⛪ Kirchen und Heiligtümer

chiesa di San Giorgio

📍 Portofino, Ligurien · 48/100

Eine Inschriftentafel im Inneren datiert den Bau der Kirche auf 1154, in romanischen Formen. Grabungen beim Wiederaufbau nach dem Krieg brachten unter dem Boden allerdings eine ältere Kapelle mit quadratischem Grundriss zum Vorschein: Die Landzunge war schon vor diesem Datum Kultstätte.

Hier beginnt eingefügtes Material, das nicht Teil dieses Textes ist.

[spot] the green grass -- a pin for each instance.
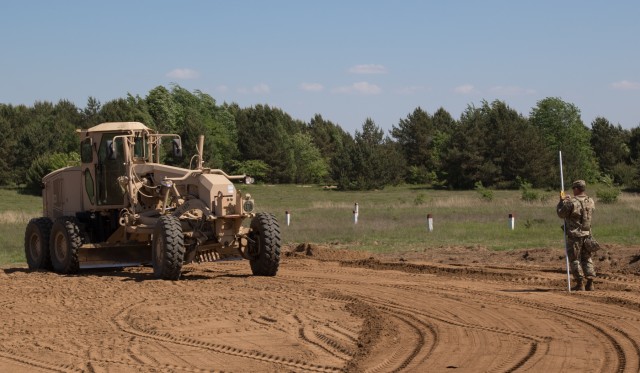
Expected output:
(390, 220)
(15, 211)
(395, 219)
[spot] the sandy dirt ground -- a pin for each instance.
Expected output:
(329, 310)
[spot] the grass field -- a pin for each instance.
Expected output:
(393, 219)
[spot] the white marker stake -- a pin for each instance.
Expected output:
(355, 213)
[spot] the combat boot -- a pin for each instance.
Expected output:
(579, 285)
(589, 286)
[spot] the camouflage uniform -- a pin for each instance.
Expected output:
(577, 212)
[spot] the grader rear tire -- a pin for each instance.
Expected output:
(65, 241)
(36, 243)
(264, 250)
(168, 248)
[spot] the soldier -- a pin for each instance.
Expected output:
(577, 212)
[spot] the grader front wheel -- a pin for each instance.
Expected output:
(168, 248)
(65, 241)
(264, 246)
(36, 243)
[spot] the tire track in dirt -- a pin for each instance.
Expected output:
(32, 363)
(620, 361)
(591, 320)
(122, 323)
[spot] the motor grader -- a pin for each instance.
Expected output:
(123, 207)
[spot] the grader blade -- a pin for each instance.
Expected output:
(103, 256)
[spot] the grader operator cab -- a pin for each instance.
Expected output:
(122, 207)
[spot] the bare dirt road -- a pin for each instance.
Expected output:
(441, 310)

Im Inneren werden die Reliquien des heiligen Georg aufbewahrt, des Schutzpatrons von Portofino, die der Überlieferung nach die Seeleute des Ortes von den Kreuzzügen mitbrachten.

Sehenswertes

Was heute dasteht, ist ein Wiederaufbau, und das sollte man vor dem Eintreten wissen. 1691 wurde die Kirche umgebaut und zugleich die Salita San Giorgio verbreitert, die Gasse, die von der Piazzetta heraufführt; eine zweite Restaurierung mit Erweiterung folgte 1760, und diese Gestalt ist die entscheidende, weil man später genau sie wieder aufnahm. Im Zweiten Weltkrieg legte eine Bombe aus einem Sturzkampfflugzeug den Bau vollständig nieder.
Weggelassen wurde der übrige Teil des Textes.